Addressed Silviu's comments.

Silviu, I think this revision addresses both of your comments about the peeling. I now only peel if TC % Step is zero. If the mod is zero, we know that TC >= Step, so the subtraction should not overflow. And we also know that there wouldn't already be scalar iterations due to Step not evenly dividing TC. Thanks for the feedback!

mssimpso marked an inline comment as done.Apr 25 2016, 2:33 PM

I might be missing something obvious, but why is TC >= Step if TC % Step is 0?

I think we also need to check that TC is not 0.

lib/Transforms/Vectorize/LoopVectorize.cpp
2897

You're right, that should have been *not* 0, thanks!

The comment above needs to be updated.

I might be missing something obvious, but why is TC >= Step if TC % Step is 0?

Sorry, I didn't mean for that to read as an implication. The minimum iterations check is supposed to ensure that TC >= Step. We can add the check for TC is not zero, but I think instcombine will probably remove it. What do you think?

I might be missing something obvious, but why is TC >= Step if TC % Step is 0?

Sorry, I didn't mean for that to read as an implication. The minimum iterations check is supposed to ensure that TC >= Step. We can add the check for TC is not zero, but I think instcombine will probably remove it. What do you think?

Do you mean the emitMinimumIterationCountCheck? Looks like the minimum check is using whatever getOrCreateVectorTripCount returns, so it probably won't work as expected.
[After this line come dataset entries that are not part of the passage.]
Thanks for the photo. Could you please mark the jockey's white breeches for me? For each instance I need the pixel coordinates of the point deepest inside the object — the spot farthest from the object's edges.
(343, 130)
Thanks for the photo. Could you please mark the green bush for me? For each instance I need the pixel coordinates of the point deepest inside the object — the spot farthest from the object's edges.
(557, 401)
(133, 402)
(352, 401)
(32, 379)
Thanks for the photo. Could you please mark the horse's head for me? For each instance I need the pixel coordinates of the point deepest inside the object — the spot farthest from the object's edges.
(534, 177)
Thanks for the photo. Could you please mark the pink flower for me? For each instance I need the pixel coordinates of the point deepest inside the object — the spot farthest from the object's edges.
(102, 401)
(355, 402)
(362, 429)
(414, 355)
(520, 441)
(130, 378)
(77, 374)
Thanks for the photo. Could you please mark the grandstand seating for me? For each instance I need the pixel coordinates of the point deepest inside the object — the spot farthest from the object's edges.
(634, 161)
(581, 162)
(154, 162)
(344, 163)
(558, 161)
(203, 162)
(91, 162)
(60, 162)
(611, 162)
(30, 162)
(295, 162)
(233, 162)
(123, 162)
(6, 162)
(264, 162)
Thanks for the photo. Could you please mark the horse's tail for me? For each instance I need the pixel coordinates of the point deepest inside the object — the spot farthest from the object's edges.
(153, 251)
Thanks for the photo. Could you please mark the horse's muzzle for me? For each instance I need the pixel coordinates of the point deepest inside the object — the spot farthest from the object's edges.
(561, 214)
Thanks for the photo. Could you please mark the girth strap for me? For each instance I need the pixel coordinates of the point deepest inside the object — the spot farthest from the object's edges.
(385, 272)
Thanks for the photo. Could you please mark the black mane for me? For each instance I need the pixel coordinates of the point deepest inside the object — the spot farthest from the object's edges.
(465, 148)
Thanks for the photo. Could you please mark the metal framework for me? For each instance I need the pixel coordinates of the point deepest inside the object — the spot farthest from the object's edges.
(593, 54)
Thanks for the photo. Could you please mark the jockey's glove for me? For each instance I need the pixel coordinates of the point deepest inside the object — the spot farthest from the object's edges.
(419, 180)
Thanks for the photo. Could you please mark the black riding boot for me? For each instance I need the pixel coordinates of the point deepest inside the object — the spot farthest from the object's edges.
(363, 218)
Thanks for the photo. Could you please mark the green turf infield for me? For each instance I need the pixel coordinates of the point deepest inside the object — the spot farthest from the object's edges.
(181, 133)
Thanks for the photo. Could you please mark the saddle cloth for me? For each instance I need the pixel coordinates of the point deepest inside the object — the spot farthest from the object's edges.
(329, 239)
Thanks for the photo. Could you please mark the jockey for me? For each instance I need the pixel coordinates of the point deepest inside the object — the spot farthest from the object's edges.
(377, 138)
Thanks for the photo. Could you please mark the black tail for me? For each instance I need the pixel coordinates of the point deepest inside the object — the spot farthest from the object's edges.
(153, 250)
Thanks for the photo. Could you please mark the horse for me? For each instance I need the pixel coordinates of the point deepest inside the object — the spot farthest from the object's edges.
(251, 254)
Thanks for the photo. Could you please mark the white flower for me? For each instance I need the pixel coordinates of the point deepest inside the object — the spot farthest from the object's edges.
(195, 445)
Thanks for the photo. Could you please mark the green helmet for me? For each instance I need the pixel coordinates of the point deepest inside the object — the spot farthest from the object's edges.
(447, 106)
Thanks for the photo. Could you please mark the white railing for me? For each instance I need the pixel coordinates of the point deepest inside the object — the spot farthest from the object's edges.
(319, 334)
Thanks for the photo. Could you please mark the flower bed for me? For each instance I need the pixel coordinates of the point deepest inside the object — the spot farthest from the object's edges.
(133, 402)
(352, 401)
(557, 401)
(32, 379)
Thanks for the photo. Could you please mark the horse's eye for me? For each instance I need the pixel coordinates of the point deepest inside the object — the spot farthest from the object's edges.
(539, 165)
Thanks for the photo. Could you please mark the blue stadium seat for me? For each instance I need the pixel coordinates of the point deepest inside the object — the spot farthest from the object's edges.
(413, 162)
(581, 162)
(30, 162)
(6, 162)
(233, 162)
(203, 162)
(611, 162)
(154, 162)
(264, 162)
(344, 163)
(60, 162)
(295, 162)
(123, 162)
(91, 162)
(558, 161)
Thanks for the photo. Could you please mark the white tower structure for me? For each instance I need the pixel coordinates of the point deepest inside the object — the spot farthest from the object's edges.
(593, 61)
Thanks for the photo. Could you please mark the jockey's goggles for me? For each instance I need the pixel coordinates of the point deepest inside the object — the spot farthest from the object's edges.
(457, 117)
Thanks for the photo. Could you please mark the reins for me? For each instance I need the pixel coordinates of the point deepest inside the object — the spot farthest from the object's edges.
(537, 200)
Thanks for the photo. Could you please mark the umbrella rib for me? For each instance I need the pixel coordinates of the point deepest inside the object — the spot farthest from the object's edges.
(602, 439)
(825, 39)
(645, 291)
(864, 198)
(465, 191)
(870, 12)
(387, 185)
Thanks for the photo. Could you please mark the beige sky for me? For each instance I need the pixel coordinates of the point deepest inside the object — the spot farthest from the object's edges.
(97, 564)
I think checking for the zero case here would be ok.

I might be missing something obvious, but why is TC >= Step if TC % Step is 0?

Sorry, I didn't mean for that to read as an implication. The minimum iterations check is supposed to ensure that TC >= Step. We can add the check for TC is not zero, but I think instcombine will probably remove it. What do you think?

Do you mean the emitMinimumIterationCountCheck? Looks like the minimum check is using whatever getOrCreateVectorTripCount returns, so it probably won't work as expected. I think checking for the zero case here would be ok.

Sorry, I misread that. It's using the actual trip count, so this should be ok.

mssimpso updated this revision to Diff 55004.Apr 26 2016, 8:03 AM

Updated comments about the vector trip count calculation.

mssimpso marked an inline comment as done.Apr 26 2016, 8:03 AM
sbaranga accepted this revision.Apr 26 2016, 8:09 AM
sbaranga edited edge metadata.

LGTM!

This revision is now accepted and ready to land.Apr 26 2016, 8:09 AM

Thanks very much for the review, Silviu!

sbaranga requested changes to this revision.Apr 26 2016, 10:04 AM
sbaranga edited edge metadata.
sbaranga added inline comments.
lib/Transforms/Vectorize/LoopVectorize.cpp
5142–5149

Sorry to backtrack on this, but it appears that you also require to have a positive stride for the group in order for this to work.
Otherwise, you might get an out of bounds access in the first iteration of the vector loop.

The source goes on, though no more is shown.